I just ran into this issue. For those (like me) not wanting to modify the mainFields as it could adversely affect other modules you can define an alias for the package. Note that since there are actually a lot of packages in the @ethersproject namespace that have the same problem you'll need to list all of them:

{
  ethers: 'ethers/lib',
  '@ethersproject/abi': '@ethersproject/abi/lib',
  '@ethersproject/abstract-provider': '@ethersproject/abstract-provider/lib',
  '@ethersproject/abstract-signer': '@ethersproject/abstract-signer/lib',
  '@ethersproject/address': '@ethersproject/address/lib',
  '@ethersproject/base64': '@ethersproject/base64/lib',
  '@ethersproject/basex': '@ethersproject/basex/lib',
  '@ethersproject/bignumber': '@ethersproject/bignumber/lib',
  '@ethersproject/bytes': '@ethersproject/bytes/lib',
  '@ethersproject/constants': '@ethersproject/constants/lib',
  '@ethersproject/contracts': '@ethersproject/contracts/lib',
  '@ethersproject/hash': '@ethersproject/hash/lib',
  '@ethersproject/hdnode': '@ethersproject/hdnode/lib',
  '@ethersproject/json-wallets': '@ethersproject/json-wallets/lib',
  '@ethersproject/keccak256': '@ethersproject/keccak256/lib',
  '@ethersproject/logger': '@ethersproject/logger/lib',
  '@ethersproject/networks': '@ethersproject/networks/lib',
  '@ethersproject/pbkdf2': '@ethersproject/pbkdf2/lib',
  '@ethersproject/properties': '@ethersproject/properties/lib',
  '@ethersproject/providers': '@ethersproject/providers/lib',
  '@ethersproject/random': '@ethersproject/random/lib',
  '@ethersproject/rlp': '@ethersproject/rlp/lib',
  '@ethersproject/sha2': '@ethersproject/sha2/lib',
  '@ethersproject/signing-key': '@ethersproject/signing-key/lib',
  '@ethersproject/solidity': '@ethersproject/solidity/lib',
  '@ethersproject/strings': '@ethersproject/strings/lib',
  '@ethersproject/transactions': '@ethersproject/transactions/lib',
  '@ethersproject/units': '@ethersproject/units/lib',
  '@ethersproject/wallet': '@ethersproject/wallet/lib',
  '@ethersproject/web': '@ethersproject/web/lib',
  '@ethersproject/wordlists': '@ethersproject/wordlists/lib'
}

One option would be to write your own resolve plugin to handle this based on the namespace or if your Webpack config is in a .js file you could programmatically generate this list. That way it would be more future proof if/when new packages are added. However I'm pressed for time so this going to be our solution for the foreseeable future.

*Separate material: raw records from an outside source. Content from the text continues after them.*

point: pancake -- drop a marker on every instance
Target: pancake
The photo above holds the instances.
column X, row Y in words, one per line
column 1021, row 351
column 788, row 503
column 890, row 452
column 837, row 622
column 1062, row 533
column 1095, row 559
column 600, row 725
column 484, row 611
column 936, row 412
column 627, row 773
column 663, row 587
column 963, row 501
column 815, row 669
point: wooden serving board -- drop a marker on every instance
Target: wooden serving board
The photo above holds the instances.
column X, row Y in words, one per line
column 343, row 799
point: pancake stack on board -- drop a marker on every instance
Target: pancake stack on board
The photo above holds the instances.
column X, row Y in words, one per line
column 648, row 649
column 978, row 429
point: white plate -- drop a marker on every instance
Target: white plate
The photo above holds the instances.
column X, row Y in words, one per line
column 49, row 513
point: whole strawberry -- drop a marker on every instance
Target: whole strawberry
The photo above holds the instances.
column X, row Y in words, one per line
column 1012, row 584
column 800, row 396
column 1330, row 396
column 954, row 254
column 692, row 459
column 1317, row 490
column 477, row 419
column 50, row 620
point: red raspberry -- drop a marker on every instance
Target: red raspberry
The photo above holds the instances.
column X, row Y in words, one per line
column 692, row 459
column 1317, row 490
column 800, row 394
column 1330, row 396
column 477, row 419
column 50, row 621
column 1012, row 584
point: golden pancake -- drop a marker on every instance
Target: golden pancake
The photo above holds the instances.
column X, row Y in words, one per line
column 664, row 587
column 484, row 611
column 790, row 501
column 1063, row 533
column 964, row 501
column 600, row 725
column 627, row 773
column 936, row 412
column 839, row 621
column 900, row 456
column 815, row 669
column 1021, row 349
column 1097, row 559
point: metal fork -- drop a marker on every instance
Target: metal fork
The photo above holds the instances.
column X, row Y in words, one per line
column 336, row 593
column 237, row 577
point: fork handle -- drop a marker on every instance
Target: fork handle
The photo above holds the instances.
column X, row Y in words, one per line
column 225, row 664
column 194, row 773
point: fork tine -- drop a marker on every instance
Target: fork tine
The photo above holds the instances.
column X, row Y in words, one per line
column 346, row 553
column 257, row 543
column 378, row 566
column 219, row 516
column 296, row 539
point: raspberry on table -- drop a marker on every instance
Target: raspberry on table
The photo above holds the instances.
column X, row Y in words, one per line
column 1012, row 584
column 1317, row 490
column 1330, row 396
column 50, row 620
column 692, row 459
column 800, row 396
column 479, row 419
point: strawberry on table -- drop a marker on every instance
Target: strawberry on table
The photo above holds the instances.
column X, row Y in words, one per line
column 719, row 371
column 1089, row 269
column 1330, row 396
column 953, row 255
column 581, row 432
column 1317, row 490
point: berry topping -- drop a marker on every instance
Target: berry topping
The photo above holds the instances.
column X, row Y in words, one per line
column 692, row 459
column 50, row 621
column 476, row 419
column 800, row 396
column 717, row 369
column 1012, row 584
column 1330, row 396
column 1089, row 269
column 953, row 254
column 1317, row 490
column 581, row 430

peetzweg commented 2 years ago

@qtiki Struggled half a day with this error, kudos for supplying this list with your solution. 🙏

ricmoo commented 1 year ago

This has been fixed in v6, which uses a straight-forward, no-weirdness build process. The list files are designed for the web, but all other files can be safely included as-is and your bundler will know what to do.

Closing this now. If you have any further issues though, please let me know.